Warsh, de 55 años, cuenta con una amplia trayectoria en el sector financiero. Fue banquero en Morgan Stanley y miembro de la Junta de Gobernadores de la Fed entre 2006 y 2011, periodo en el que participó en la gestión de la crisis financiera de 2008. Actualmente se desempeña como académico en la Hoover Institution y profesor en la Stanford Graduate School of Business.

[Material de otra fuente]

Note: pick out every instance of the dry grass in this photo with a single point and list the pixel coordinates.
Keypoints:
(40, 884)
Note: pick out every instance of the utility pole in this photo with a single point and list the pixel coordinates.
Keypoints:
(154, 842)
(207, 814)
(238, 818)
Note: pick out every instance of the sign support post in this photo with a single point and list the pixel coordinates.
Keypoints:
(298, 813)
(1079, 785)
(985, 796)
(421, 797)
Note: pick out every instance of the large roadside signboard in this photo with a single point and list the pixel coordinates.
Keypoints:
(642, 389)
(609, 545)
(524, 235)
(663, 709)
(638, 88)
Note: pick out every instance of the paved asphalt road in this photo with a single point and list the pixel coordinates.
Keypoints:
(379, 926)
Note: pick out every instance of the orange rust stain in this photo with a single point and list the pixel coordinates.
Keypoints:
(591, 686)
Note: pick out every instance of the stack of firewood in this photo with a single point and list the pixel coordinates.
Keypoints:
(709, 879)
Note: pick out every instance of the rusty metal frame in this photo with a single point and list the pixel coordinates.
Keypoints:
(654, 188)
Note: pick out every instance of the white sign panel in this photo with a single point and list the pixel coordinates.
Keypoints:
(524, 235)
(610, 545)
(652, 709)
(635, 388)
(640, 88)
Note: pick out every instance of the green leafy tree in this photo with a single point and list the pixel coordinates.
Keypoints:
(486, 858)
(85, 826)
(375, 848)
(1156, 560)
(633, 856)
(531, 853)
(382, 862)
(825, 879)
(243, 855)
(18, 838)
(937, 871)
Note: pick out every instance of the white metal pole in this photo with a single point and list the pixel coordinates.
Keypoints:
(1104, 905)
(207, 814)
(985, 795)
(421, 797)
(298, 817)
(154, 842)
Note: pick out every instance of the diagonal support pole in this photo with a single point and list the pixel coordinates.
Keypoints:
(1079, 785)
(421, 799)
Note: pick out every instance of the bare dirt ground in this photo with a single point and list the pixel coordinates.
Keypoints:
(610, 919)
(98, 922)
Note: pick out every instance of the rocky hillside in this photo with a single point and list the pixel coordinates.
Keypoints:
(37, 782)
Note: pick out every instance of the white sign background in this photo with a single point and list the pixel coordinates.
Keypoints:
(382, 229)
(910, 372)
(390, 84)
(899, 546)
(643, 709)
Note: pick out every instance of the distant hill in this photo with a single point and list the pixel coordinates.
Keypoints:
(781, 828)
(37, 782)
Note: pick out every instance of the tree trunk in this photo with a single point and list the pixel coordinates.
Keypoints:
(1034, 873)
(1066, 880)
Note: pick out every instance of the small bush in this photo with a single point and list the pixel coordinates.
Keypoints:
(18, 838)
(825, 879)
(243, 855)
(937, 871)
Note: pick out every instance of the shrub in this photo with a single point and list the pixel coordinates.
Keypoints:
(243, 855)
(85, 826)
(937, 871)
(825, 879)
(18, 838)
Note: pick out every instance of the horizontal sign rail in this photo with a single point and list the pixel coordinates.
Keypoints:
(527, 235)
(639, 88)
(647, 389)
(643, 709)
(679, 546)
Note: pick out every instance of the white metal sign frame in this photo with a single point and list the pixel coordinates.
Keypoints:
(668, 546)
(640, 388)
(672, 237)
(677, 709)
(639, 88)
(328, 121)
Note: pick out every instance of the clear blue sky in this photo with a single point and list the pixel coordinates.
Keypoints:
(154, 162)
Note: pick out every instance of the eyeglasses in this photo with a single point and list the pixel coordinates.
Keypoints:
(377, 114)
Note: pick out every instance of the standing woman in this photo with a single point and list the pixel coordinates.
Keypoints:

Mercados financieros: la nominación ha generado incertidumbre por las posibles modificaciones en la política monetaria, especialmente en lo relativo a las tasas de interés. Analistas políticos: algunos expertos advierten que la designación de Warsh podría reforzar la influencia directa de Trump sobre la Fed, institución que históricamente ha buscado mantener independencia frente al poder ejecutivo.
Warsh señaló en el pasado que la política monetaria de la Fed “hace bastante tiempo que está rota”, lo que anticipa un enfoque crítico hacia las prácticas actuales. La Reserva Federal es considerada el banco central más influyente del mundo, responsable de regular las tasas de interés y la política monetaria de Estados Unidos. Su independencia ha sido clave para mantener la estabilidad económica, por lo que la nominación de Warsh abre un debate sobre el equilibrio entre política y economía en un momento de desafíos de crecimiento e inflación.